Data from the National Bureau of Statistics (NBS) also showed first quarter retail sales growth, a key gauge of China’s consumer confidence, fell to 3.1%.

“You cannot manufacture growth forever so we really need to see households come to the party if China wants to hit that around 5% growth target,” Harry Murphy Cruise from Moody’s Analytics told the BBC.

In the same period property investment fell 9.5%, highlighting the challenges faced by China’s real estate firms.

The figures came as China continues to struggle with an ongoing property market crisis.

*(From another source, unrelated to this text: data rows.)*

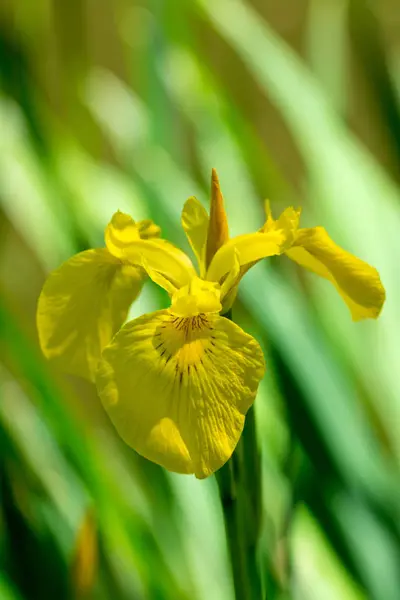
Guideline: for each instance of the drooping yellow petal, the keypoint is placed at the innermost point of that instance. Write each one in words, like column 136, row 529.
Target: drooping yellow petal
column 248, row 248
column 177, row 389
column 195, row 224
column 123, row 241
column 218, row 232
column 357, row 282
column 82, row 305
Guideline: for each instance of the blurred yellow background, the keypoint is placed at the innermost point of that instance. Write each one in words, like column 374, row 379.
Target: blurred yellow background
column 128, row 105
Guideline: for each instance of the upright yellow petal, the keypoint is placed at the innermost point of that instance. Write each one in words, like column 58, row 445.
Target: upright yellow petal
column 218, row 232
column 82, row 305
column 357, row 282
column 195, row 224
column 177, row 389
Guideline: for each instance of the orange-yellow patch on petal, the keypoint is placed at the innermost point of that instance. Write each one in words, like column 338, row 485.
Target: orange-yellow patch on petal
column 82, row 305
column 177, row 389
column 357, row 282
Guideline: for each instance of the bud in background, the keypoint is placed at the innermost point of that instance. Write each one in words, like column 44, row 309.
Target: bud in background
column 218, row 232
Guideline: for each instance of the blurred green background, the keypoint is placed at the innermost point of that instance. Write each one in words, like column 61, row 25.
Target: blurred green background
column 129, row 104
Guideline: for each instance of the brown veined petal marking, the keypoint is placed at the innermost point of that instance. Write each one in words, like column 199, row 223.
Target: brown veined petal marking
column 177, row 388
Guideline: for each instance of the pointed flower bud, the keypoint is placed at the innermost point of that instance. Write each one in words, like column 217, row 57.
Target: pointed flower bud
column 218, row 232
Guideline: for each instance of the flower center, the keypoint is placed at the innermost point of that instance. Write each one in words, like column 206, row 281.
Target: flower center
column 196, row 298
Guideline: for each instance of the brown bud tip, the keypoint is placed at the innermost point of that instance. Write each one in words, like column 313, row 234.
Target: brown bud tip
column 218, row 232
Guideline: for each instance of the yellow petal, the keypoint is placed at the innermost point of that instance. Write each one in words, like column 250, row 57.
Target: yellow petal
column 177, row 390
column 123, row 241
column 357, row 282
column 82, row 305
column 248, row 248
column 218, row 232
column 195, row 224
column 120, row 232
column 198, row 297
column 159, row 278
column 147, row 229
column 287, row 222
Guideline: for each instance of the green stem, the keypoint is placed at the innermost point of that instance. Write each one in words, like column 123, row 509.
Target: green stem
column 239, row 482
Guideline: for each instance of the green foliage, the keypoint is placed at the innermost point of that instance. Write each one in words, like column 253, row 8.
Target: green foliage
column 129, row 105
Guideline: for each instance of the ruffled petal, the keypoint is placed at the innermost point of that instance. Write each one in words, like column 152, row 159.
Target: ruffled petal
column 123, row 241
column 357, row 282
column 247, row 248
column 195, row 224
column 82, row 305
column 177, row 389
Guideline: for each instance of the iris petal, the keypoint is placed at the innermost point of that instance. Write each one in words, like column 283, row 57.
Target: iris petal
column 177, row 389
column 195, row 224
column 123, row 242
column 247, row 248
column 357, row 282
column 82, row 305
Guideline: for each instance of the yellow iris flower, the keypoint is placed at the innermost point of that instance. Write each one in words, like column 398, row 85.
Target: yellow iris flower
column 177, row 383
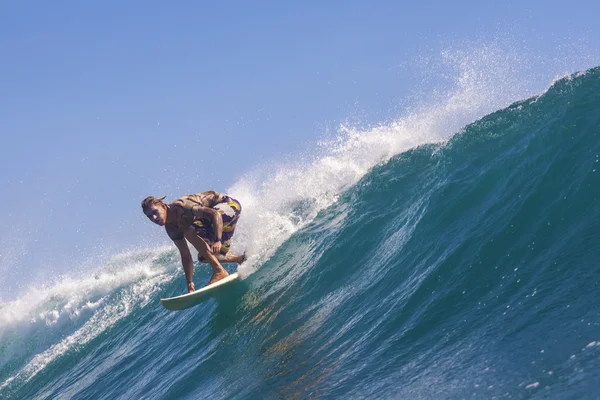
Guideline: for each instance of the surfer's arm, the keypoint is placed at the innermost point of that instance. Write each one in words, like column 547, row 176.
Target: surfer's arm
column 186, row 261
column 212, row 215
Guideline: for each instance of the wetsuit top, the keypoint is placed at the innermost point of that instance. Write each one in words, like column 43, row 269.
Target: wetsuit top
column 182, row 207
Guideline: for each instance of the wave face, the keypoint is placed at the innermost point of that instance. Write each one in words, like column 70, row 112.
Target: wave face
column 466, row 268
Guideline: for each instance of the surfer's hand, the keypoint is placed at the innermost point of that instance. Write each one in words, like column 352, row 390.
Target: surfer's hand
column 216, row 248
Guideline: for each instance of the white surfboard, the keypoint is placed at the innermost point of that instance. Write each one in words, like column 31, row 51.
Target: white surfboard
column 191, row 299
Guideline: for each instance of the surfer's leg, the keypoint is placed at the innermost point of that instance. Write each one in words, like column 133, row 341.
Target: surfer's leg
column 205, row 252
column 230, row 257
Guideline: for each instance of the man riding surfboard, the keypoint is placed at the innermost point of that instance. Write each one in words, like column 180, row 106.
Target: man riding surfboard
column 207, row 220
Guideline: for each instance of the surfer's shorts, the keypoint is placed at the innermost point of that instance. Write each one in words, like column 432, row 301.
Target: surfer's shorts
column 230, row 210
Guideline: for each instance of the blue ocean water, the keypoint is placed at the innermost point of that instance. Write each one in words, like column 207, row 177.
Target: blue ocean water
column 459, row 268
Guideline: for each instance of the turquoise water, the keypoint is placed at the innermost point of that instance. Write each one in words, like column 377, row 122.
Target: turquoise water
column 465, row 268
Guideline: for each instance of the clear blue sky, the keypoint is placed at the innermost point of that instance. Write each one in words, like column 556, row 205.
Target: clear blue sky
column 103, row 103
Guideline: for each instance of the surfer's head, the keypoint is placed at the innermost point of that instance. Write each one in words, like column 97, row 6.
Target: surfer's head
column 155, row 209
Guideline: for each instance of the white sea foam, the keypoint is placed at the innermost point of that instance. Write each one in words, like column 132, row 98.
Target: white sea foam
column 81, row 307
column 483, row 79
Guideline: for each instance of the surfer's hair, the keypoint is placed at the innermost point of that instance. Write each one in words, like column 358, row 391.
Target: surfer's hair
column 151, row 200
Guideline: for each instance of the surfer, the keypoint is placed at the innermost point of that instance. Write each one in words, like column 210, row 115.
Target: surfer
column 207, row 220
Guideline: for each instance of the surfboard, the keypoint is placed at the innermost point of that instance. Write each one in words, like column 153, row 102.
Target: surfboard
column 191, row 299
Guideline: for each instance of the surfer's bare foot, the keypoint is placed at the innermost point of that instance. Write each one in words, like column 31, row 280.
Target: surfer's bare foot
column 217, row 276
column 191, row 287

According to the International Monetary Fund (IMF), the sector accounts for around 20% of the economy.

The latest data also showed new home prices fell at the fastest pace for more than eight years in March.

The real estate industry crisis has been highlighted in January when property giant Evergrande was ordered to liquidate by a court in Hong Kong.

Rival developers Country Garden and Shimao have also been hit with a winding-up petitions in the city.

Last week, credit ratings agency Fitch cut its outlook for China, citing increasing risks to the country’s finances as it faces economic challenges.

At the annual gathering of China’s leaders in March officials said the economy grew by 5.2% in 2023.

For decades the Chinese economy expanded at a stellar rate, with official figures putting its GDP growing at an average of close to 10% a year.